Consistency means the data never appears to other transactions to be in a
transitory state. They either see the data as it was before the transaction
began or after it was committed. Consistency involves a tradeoff of
concurrency–the ability of multiple users to share data without impacting one
another. In practice, maintaining perfect consistency imposes an unacceptable
hardship on other users, and SQL Server won’t enforce it without instructions
from the developer. Read-only databases combine performance and consistency, and as such
are a potential workaround.

Isolated

SQL Server’s design permits multiple users to work with the same data
simultaneously. A lack of controls to isolate transactions from one another introduces three potential problems: dirty reads, nonrepeatable reads, and phantoms.

Dirty reads are reads of another transaction’s uncommitted data
modifications. If the other transaction is rolled back, the first transaction
has effectively read data that never existed. SQL Server won’t permit this
without instructions from the developer.

Nonrepeatable reads are instances where a transaction reads rows, another
transaction modifies or deletes those rows and commits its changes, and the
first transaction re-reads the rows. SQL Server will permit this if not told
otherwise. Affected applications should be designed to handle nonrepeatable
reads. Timestamp, datetime, and smalldatetime data types can be used, the latter
two in conjunction with triggers.

Phantoms are instances where a transaction reads rows satisfying a search
condition, another transaction inserts and commits rows that satisfy the search
condition, and the first transaction rereads using the same search condition and
gets a different set of rows. SQL Server permits this if not instructed
otherwise.

SQL Server follows the ANSI specifications for isolation and allows four
distinct levels. They are implemented using locks of increasing scope and
duration.

Transaction Isolation Level Allow Dirty reads Allow Nonrepeatable reads Allow Phantoms
READ UNCOMMITTED Yes Yes Yes
READ COMMITTED No Yes Yes
REPEATABLE READ No No 7Yes/6No
SERIALIZABLE No No No

The levels of interest are READ COMMITTED, which is SQL Server’s default
level, and SERIALIZABLE, which can turn a multi-user system into a single-user
system for the duration of the transaction.

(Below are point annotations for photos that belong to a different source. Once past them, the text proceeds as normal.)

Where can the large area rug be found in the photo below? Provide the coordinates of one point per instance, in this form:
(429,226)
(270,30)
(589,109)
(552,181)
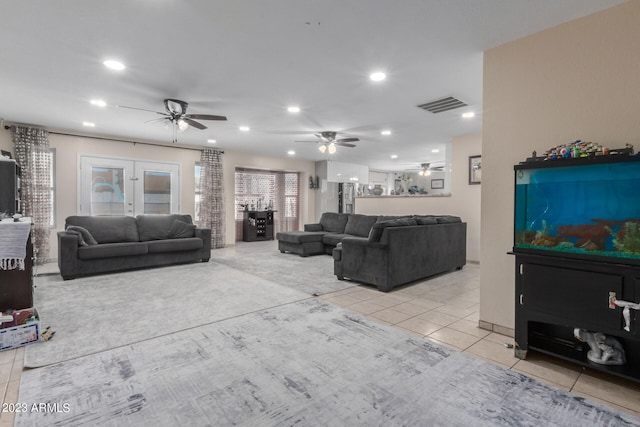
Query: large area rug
(313,275)
(306,363)
(94,314)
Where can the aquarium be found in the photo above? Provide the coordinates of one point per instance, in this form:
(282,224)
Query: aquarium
(579,208)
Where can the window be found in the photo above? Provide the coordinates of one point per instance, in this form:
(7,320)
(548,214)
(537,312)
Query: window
(259,189)
(128,187)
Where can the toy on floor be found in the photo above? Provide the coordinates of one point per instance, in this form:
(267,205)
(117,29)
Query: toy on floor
(48,333)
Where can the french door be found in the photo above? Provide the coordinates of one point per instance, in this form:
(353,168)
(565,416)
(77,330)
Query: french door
(110,186)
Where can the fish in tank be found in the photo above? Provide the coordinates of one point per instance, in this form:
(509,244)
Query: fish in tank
(588,209)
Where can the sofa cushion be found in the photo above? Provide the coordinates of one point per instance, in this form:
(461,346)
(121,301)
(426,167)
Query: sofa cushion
(425,219)
(107,229)
(81,241)
(378,228)
(84,237)
(334,222)
(156,227)
(300,236)
(107,250)
(448,219)
(359,225)
(174,245)
(180,230)
(332,239)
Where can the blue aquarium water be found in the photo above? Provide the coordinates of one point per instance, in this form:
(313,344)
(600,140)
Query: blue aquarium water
(586,208)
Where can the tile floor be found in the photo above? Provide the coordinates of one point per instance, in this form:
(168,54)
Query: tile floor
(444,309)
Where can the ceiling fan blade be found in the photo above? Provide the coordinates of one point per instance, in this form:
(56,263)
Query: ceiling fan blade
(205,117)
(158,120)
(140,109)
(193,123)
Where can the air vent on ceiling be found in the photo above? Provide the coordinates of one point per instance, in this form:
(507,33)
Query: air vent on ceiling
(443,104)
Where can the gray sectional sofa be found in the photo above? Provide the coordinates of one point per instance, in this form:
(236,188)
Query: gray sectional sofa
(100,244)
(385,251)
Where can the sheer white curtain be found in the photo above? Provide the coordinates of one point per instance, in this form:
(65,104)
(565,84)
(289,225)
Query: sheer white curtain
(32,153)
(212,196)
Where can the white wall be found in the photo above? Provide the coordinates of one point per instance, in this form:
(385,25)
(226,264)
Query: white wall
(464,200)
(69,148)
(579,80)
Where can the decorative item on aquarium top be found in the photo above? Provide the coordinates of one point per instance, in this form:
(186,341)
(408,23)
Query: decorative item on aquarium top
(579,149)
(604,237)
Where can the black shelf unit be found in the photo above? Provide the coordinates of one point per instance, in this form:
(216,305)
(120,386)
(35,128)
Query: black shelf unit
(10,187)
(257,225)
(559,290)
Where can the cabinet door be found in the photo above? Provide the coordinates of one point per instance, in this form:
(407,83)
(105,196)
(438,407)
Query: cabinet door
(574,295)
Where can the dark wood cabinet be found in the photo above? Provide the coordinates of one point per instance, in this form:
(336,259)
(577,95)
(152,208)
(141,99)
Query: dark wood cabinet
(257,225)
(16,286)
(556,295)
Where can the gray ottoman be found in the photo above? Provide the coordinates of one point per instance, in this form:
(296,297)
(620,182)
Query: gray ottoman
(303,243)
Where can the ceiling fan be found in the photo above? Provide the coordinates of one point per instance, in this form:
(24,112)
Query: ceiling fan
(426,168)
(176,116)
(328,141)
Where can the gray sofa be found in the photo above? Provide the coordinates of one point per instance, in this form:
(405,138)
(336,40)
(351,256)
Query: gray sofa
(385,251)
(100,244)
(402,251)
(322,237)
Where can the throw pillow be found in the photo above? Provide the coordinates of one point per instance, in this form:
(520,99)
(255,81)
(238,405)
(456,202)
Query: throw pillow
(81,241)
(425,219)
(376,231)
(88,238)
(180,229)
(448,219)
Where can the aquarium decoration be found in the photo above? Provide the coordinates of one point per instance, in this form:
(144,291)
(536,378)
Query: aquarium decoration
(627,238)
(579,149)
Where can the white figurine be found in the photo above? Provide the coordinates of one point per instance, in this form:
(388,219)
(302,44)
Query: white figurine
(604,350)
(626,305)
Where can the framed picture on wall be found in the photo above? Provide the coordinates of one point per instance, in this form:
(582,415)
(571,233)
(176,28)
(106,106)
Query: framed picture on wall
(475,169)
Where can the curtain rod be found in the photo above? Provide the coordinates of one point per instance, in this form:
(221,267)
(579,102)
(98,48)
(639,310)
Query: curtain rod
(120,140)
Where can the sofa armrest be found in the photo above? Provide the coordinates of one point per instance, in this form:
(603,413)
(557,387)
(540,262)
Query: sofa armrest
(313,227)
(205,235)
(67,254)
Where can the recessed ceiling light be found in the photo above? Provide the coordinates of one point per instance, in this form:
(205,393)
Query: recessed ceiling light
(378,76)
(114,65)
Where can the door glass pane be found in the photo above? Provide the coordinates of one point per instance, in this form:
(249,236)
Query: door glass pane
(107,191)
(157,192)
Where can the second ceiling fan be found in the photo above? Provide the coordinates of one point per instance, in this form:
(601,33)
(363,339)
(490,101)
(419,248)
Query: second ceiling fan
(177,117)
(328,141)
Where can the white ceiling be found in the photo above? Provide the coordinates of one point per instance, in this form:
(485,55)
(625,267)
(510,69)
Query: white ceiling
(250,59)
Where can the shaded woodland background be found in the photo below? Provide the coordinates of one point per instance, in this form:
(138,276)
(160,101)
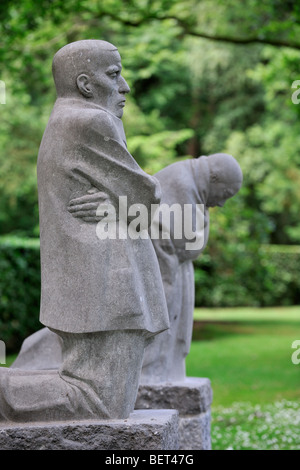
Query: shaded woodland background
(205,77)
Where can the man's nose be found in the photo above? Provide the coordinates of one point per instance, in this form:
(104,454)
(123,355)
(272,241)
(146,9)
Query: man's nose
(123,87)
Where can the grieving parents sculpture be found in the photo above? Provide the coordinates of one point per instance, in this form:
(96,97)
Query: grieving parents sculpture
(209,181)
(104,298)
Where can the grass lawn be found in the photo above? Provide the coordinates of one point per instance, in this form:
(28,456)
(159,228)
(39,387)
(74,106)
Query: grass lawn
(246,353)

There are three ways to control the isolation level: T-SQL, database API
calls, and locking hints.

/* Either of the following is set prior to beginning
** the transaction and remains in effect until reset or the
** connection is closed.
*/

-- T-SQL
SET TRANSACTION ISOLATION LEVEL SERIALIZABLE

-- ADO
conC.IsolationLevel = adXactSerializable

/*
** Setting a locking hint gives you more
** control than a connection-level setting.
** It also overrides a connection-level
** setting. See Locking Hints in BOL for
** details.
*/

select *
from swynk_table with (HOLDLOCK)

Durable

Durability guarantees that a committed transaction will be permanently
written to the database, even if the system fails during the process. It also
guarantees that an uncommitted transaction will be completely rolled back. This
is the theory. In practice, there are a few things to note, and some gotchas.

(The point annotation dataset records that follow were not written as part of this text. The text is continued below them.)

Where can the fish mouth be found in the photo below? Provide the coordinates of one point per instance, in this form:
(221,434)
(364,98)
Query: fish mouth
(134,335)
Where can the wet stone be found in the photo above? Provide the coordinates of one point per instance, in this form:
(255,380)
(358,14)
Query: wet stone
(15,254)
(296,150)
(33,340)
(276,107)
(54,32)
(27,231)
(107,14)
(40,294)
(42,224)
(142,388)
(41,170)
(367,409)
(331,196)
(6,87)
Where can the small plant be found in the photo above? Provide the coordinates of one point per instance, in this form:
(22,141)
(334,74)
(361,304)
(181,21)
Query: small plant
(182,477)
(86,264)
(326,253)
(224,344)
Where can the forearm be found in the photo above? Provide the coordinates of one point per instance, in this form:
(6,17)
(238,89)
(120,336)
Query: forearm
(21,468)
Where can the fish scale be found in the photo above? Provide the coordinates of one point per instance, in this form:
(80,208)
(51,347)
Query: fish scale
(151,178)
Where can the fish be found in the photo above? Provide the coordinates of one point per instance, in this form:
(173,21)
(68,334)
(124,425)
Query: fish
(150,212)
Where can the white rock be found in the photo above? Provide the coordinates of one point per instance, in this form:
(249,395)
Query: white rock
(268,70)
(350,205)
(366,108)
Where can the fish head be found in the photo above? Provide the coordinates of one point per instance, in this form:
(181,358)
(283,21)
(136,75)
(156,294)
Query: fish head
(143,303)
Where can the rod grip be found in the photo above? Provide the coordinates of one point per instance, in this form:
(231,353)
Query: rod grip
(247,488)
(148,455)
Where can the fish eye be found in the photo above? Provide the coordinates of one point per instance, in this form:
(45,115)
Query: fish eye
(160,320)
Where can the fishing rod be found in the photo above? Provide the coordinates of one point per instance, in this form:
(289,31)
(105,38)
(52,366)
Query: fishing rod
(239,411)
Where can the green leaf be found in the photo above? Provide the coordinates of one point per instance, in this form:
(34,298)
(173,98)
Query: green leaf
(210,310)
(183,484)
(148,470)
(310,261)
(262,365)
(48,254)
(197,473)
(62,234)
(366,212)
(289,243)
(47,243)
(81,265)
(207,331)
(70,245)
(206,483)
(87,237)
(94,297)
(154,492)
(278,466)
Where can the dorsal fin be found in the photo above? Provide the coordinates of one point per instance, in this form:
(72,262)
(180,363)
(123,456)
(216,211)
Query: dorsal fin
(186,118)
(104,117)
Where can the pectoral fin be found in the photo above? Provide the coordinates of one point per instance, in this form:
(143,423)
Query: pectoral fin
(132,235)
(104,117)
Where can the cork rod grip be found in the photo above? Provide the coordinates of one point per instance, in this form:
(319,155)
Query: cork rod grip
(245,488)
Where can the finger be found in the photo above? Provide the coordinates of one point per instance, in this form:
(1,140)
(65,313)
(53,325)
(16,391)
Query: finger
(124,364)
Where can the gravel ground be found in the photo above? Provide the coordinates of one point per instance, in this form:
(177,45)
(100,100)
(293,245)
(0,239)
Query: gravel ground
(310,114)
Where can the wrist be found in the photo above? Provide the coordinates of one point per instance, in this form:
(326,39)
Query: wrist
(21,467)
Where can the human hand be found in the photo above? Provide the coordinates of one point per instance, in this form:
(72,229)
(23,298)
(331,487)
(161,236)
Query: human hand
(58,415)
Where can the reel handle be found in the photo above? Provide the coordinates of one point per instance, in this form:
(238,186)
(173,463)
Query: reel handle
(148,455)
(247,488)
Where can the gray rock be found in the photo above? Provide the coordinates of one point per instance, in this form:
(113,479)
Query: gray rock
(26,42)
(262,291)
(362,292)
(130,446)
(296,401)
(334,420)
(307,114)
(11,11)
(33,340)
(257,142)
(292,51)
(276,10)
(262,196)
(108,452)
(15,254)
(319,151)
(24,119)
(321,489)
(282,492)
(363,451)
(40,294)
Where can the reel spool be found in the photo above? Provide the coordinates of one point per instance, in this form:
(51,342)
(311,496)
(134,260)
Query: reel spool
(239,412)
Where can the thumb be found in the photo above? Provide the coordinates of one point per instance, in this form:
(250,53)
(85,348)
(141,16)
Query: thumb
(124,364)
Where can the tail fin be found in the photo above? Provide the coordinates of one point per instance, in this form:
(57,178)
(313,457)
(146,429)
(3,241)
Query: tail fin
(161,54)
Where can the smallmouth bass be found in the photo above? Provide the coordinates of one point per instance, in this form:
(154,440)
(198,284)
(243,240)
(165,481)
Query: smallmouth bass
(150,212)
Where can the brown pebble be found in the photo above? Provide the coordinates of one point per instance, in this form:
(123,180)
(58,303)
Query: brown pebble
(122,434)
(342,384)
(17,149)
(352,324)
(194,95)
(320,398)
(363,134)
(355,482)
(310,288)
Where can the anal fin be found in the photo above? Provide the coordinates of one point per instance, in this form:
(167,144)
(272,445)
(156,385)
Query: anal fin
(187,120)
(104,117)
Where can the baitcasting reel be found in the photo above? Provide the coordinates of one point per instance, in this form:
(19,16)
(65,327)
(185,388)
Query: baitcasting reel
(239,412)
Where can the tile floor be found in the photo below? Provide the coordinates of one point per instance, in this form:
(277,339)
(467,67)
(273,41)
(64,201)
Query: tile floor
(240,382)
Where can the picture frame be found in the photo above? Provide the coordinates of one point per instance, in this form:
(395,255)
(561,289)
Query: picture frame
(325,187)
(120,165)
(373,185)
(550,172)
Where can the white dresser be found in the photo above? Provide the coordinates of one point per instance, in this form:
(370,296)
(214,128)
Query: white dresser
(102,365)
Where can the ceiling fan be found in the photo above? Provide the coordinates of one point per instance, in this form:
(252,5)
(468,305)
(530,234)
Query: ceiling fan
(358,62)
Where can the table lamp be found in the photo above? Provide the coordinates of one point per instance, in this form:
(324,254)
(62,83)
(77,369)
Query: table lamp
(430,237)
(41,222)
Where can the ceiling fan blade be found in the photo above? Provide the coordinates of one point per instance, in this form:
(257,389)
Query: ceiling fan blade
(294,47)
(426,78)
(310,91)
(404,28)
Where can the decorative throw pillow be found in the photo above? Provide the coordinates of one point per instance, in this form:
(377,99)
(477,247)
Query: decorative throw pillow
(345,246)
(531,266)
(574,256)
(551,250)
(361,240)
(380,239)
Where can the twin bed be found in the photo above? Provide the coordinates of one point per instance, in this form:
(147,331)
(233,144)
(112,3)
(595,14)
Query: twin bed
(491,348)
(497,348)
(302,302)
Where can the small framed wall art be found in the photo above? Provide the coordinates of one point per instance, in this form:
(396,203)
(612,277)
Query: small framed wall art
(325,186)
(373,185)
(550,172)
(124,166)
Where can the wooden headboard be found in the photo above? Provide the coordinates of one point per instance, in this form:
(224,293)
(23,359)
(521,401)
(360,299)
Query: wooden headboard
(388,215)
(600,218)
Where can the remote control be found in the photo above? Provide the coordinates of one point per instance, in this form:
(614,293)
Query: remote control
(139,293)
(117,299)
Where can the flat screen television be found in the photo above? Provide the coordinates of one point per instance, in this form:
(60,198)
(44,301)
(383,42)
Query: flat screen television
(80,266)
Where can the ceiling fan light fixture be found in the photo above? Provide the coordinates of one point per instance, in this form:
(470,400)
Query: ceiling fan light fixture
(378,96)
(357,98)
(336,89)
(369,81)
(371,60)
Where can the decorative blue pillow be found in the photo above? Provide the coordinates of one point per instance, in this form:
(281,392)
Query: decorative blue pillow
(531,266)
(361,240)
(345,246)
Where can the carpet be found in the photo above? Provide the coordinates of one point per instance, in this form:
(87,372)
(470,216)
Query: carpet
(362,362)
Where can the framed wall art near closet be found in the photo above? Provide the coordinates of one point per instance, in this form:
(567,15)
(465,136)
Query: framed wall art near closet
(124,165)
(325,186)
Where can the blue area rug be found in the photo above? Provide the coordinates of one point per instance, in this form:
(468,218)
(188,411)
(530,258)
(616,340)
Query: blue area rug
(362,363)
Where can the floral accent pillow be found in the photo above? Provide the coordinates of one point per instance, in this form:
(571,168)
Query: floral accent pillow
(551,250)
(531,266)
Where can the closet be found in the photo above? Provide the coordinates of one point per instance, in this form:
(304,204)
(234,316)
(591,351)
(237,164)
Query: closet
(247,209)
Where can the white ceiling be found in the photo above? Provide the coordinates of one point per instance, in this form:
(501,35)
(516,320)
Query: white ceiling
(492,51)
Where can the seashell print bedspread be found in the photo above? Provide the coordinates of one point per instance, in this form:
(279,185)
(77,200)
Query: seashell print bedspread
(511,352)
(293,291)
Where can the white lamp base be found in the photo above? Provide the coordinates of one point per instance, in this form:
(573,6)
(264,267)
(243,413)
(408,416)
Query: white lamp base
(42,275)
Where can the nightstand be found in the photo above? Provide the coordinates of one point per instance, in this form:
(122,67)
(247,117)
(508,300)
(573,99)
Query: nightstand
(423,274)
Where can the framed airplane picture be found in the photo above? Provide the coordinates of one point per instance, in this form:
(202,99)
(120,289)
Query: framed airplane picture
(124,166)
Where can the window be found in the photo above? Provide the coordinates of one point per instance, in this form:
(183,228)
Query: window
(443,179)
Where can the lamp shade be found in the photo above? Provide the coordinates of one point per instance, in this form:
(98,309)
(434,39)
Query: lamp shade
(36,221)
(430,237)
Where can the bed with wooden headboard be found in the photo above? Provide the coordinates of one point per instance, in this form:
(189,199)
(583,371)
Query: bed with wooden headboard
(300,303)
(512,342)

SQL Server allows you to restore to a specific point in time, assuming you have
backups. You can restore the database to the state it was in before you
inadvertently committed the deletion of a million rows. There are several
products for SQL 6.5, and at
least one for 7.0 and 2000, that go beyond
SQL Server’s recovery capability. Nothing is permanent.

Your hardware–particularly the disk subsystem–and file system settings
can break durability. Concerning hardware, keep in mind the old motorcycle
helmet advertisement–"If you have a $20 head, buy a $20 helmet." The
system, especially the disk controller(s), should be outfitted for a database
server. Write-caching controllers are problematic because they lie to SQL Server
that data has been written to the disks before it physically has. If the system
fails, you’re relying on the controller to pick up exactly where it left off.
See Q234656.

Use NTFS for the file system but don’t enable NTFS compression. Compression
isn’t supported, kills performance, and may corrupt your data. See Q231347.